Jednocześnie wskazał, że "są prowadzone dyskusje na poziomie Unii Europejskiej na temat zaostrzenia norm emisji dla pojazdów ciężarowych".
- Należy się spodziewać, że w kolejnych miesiącach także zostaną wprowadzone coraz ostrzejsza normy rejestracyjne, ale z drugiej strony nie należy zakładać, że będzie to ten sam 2035 rok, który zakończy możliwość rejestracji samochodów ciężarowych. - Przewiduje się, że w roku 2040 będzie ograniczenie do ponad 90 procent (rynku - red.)- powiedział.
Samochód elektryczny: tu trzeba powiedzieć jedną niestety smutną rzecz
Krzysztof Hołowczyc odniósł się w rozmowie do jakości paliw. - Będzie można produkować samochody z silnikiem spalinowym, ale będą równocześnie odpowiednie paliwa, których emisyjność jest zupełnie inna niż paliw, które w tej chwili są używane.

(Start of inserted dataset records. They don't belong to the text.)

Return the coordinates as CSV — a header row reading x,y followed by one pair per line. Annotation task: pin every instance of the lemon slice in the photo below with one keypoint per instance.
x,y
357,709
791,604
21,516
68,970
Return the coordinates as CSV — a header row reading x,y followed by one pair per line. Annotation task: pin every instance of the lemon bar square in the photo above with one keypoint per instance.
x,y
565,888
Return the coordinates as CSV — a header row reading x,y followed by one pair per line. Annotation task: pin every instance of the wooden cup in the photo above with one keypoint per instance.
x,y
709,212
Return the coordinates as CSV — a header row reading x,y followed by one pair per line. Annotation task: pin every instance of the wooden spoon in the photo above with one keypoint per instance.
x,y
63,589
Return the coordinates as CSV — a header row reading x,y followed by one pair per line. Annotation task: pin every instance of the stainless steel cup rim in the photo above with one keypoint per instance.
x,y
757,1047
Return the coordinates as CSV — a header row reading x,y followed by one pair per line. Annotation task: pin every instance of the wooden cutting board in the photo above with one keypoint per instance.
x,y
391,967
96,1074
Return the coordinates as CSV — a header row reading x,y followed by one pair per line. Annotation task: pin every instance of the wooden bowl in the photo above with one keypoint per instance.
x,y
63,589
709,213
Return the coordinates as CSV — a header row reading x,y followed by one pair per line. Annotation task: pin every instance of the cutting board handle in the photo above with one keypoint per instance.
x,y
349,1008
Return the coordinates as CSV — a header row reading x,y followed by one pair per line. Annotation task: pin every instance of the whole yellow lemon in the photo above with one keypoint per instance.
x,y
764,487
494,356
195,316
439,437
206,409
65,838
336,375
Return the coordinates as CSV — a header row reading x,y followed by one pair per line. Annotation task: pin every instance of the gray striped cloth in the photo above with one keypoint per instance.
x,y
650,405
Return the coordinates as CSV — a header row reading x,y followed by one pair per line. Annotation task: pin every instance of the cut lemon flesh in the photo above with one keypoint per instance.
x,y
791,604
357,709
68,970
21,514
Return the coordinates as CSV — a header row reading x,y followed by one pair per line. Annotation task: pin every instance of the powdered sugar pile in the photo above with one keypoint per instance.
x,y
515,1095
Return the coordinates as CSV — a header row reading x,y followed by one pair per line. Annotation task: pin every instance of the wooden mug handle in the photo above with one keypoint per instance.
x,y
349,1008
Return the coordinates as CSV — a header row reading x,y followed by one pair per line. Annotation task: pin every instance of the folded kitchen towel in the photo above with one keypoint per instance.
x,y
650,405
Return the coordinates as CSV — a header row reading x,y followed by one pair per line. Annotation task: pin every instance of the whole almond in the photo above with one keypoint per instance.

W moim samochodzie rajdowym, którym szykuję się do Dakaru jest biopaliwo, i emisja CO2 jest o 90 procent zredukowana - podał przykład.
Ocenił, że biopaliwo jest droższe o 30 procent od benzyny. - To będzie stopniowo redukowane - stwierdził
Podkreślił, że w przypadku samochodów elektrycznych trzeba spojrzeć na proces "od początku do końca".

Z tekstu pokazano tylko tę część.